Nakuru County administration is implementing a development model that seeks to enhance agriculture enterprise development and agricultural productivity and food safety by increasing financial access and inclusivity to farmers.
The devolved unit has also entered into partnerships with various financial institutions to enhance access to quality and affordable credit for growth and operations by Small and Medium sized Enterprises (SMEs), which would otherwise be unable to raise the required collateral for such loans and also face an uncertain and risky business environment.
Governor Susan Kihika said a number of SMEs in Nakuru have benefited from an interest rate that is lower than the participating bank’s average rate due to the reduction of risk exposure by a credit guarantee scheme put in place by the County administration.
A lot of farmers, she noted have had difficulties with farming due to challenges in accessing funding as most banks shy from lending to farmers due to high risks involved.
“By making credit facilities reliable and affordable to farmers, we purpose to increase agricultural yields, open sustainable supply chains for farmers and improve food security,” added Kihika.
Last year, the County Government signed a deal with Kenya Commercial Bank (KCB) which was aimed at offering training and affordable financing to over 2,000 Small and Medium Enterprises (SMEs) within the devolved unit.
Under the deal, the bank is to offer credit facilities at 12.5 percent interest per annum, out of which 5 percent was to be covered by the County Government while the remaining 7.5 percent was to be catered for by the borrower.
The County administration signed similar deals with the SBM Bank, Stanbic Bank and Diamond Trust Bank (DTB).
Speaking in her office after holding a meeting with a delegation from Absa Bank led by Regional Manager Mr. Arnold Ndungi, the Governor indicated that availing affordable finance to SMEs will provide a solution to one of the biggest problems faced by Kenya’s businesses, particularly those in the informal sector, of accessing credit to expand operations or withstand shocks during difficult times.
“Access to sufficient and affordable loans has remained a challenge for SMEs amid tight liquidity due to the aftershocks of the Covid-19 pandemic. The Central Bank of Kenya last year reported that at least 35 percent of micro-enterprises were wiped out by the Covid-19 pandemic by July 2021, exposing the vulnerability of businesses forming over 90 percent of Kenya’s economy- the micro and small enterprises,” observed Kihika.
The County boss assured entrepreneurs that her administration was formulating policies aimed at addressing SMEs’ short lifespan challenge, where most of the businesses don’t survive to their fourth year.
While indicating that her leadership was also working in collaboration with the County Assembly, national government and development partners to promote youth and women enterprises in the devolved unit, Kihika further said that the county government would continue to help farmers improve on their farming activities through financial support to boost food production.

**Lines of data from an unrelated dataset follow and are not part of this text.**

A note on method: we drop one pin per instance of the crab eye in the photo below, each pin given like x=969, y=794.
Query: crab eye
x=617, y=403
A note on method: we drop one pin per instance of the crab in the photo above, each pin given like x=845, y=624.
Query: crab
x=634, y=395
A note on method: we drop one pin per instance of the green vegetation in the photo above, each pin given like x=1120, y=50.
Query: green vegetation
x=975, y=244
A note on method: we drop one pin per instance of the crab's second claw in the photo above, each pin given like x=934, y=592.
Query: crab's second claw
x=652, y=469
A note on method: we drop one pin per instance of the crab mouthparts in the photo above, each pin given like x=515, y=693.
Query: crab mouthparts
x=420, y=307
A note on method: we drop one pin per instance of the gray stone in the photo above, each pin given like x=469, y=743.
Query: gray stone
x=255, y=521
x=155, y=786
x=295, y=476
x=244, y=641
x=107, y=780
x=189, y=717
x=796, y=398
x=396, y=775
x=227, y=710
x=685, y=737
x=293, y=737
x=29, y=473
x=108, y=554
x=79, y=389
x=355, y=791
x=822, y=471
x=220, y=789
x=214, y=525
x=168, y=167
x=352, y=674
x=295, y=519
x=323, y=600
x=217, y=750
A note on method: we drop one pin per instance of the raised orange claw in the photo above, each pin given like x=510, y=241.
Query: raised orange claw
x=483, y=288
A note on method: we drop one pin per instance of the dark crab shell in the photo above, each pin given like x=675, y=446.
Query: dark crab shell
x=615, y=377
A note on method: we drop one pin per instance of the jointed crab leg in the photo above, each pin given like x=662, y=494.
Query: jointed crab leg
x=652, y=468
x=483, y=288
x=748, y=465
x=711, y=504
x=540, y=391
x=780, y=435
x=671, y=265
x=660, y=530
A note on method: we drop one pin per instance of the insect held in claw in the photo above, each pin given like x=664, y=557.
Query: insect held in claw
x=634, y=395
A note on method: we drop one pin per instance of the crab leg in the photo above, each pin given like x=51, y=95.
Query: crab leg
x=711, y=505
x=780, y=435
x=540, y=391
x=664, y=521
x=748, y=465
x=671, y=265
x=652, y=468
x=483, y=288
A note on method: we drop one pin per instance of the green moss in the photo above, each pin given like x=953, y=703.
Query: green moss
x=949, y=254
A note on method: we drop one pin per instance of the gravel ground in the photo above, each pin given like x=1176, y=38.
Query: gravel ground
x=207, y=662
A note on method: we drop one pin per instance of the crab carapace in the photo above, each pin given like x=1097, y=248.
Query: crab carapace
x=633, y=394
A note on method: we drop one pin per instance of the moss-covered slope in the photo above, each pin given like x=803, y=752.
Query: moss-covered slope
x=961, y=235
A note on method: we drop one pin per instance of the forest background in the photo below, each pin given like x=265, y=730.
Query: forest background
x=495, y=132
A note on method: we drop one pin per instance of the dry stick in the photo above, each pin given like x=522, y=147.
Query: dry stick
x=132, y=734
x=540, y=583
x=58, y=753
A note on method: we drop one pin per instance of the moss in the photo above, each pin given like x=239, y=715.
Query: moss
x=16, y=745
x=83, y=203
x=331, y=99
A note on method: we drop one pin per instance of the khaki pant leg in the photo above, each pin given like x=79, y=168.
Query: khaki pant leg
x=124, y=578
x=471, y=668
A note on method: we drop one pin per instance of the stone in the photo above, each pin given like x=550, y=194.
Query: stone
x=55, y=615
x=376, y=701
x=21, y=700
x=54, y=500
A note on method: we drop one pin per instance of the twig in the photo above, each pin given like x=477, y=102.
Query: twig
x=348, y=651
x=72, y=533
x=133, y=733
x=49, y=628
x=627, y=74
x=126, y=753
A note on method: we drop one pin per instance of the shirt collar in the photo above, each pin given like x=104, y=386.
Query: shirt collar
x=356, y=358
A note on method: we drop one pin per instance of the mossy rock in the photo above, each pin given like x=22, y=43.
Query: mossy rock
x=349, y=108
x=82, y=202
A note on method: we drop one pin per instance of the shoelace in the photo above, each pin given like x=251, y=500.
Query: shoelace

“Youth and women entrepreneurship will go a long way in solving the employment challenge in Kenya. But a lack of investment, affordable access to finance, and quality business development services still present significant hurdles,” observed the Governor.
She said that the County Government was also bringing together relevant financial and non-financial partners to collectively support youth entrepreneurs through mentorship, coaching, knowledge and experience sharing.
Kihika asked financial institutions to realign their programs by assisting traders adapt to the new reality caused by Covid-19 pandemic.
“SMEs are the driving force of economic development in Nakuru County, accounting for 90 per cent of all businesses, 50 per cent of employment, and 40 per cent of Gross Domestic Product. Lack of sufficient collateral, high cost of credit, and informal business structure has rendered most SMEs ineligible for loans,” she stated.
Kihika said there was a growing need for entrepreneurs to join the digital market to expose Kenyan goods to the global market. He called on the dominant small and micro enterprise sector in the country to exploit the increased online purchases for growth.
“Now more than ever, we need to be innovative to help cushion businesses from the impact of Covid-19 pandemic. We will commit resources to support the initiative, to train vendors and give them the tools to sell online effectively,” stated the Governor.
Through the partnership, Ndungi affirmed that the two parties were keen to see local businesses grow beyond financial success to achieve greater social impact. He noted that a third of SMEs in the country that needed funding failed to secure loans.
A survey conducted by the Ministry of Trade and Industrialization established that 33 percent of small businesses had their loan applications either rejected, or opted not to apply due to high interest rates, collateral requirements and complex application procedures.
According to the World Bank report on SMEs entrepreneurs, women make up nearly half of all Small and Medium Enterprises owners and 40 percent of smallholder farm managers, yet they have less than 10 per cent of the available credit and less than one per cent of agricultural credit.
Ndungi urged Women and youth in small and medium-sized enterprises to embrace technology in looking for new markets, and communicating with stakeholders and potential clients.
“Online trading can help to make more goods and services available for consumers, increase market access for SMEs and encourage investments,” said the regional manager.